To investigate if decentralized wastewater treatment systems impact on the environment performance can be improved, a Field Bio-tower Tank Septic system was designed, installed on an existing 1,500-gal (5678 l) decentralized wastewater treatment system. The system was started up during a 14-day start-up phase, followed by a 130-day test phase. The system was operated at an average hydraulic retention time of 16.7 days based on a 90 gal (204.4 l) daily influent wastewater flow.
 The systems recirculation flow for the bio-tower was 22.6 l/min (6 gal/min) for the start-up phase and 40.0 l/min (10.6 gal/min) for the test period with a corresponding recirculation of the entire septic tank from 5.7 to 10.1 times a day respectively.
 During the testing period a daily average temperature of 19.3°C (66.7°F) and an average rainfall of 5 l/m² was observed. The FBST system operated at an average influent pH level and temperature of 8.6 and 22.0°C. The average effluent pH and temperature was 8.5 of 20.9°C.

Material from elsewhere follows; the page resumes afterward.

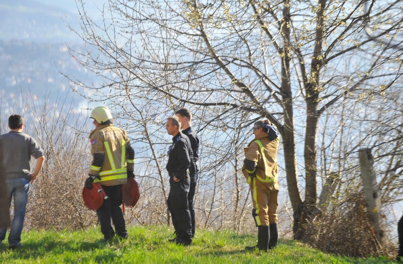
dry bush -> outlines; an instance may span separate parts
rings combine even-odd
[[[321,250],[337,255],[365,257],[385,252],[378,246],[366,212],[361,192],[346,194],[342,201],[310,224],[304,242]]]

 The installed system reduced on average the influent TS from 79151 mg/l to 43021 mg/l and showed an average reduction of the TDS from 36424 mg/l to 21965 mf/l. The TSS and VSS was reduced on average from 94.1 mg/l to 69.9 mg/l and 89.0 mg/l to 64.9 mg/l.

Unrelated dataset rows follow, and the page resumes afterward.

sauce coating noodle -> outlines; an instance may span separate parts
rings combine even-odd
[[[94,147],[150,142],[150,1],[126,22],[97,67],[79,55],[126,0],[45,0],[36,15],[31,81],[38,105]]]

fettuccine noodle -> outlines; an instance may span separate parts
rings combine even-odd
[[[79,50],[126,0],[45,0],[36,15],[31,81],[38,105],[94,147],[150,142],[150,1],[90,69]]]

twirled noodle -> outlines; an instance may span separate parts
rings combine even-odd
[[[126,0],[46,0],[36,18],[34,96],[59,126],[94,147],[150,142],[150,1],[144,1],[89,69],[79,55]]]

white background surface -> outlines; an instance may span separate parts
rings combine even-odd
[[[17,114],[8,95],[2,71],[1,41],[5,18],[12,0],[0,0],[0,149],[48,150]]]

 NH3-N content was reduced from 57.5 mg/l in the influent to 53.4 mg/l in the effluent. The average BOD and COD was reduced from the average influent value of 88.2 mg/l and 318.2 mg/l to 66.8 mg/l and 256.2 mg/l respectively. However, at the end of the 130-day test period BOD and COD values were the lowest at 15.5 mg/l and 56.0 mg/l respectively, indicating bacteria cultures are well established and the system operation of the FBTS system is mostly constant.
 This research showed that the FBST system can improve operations of a DWWTS system significantly reducing the effluent load over 10 times compared to the influent load of the system.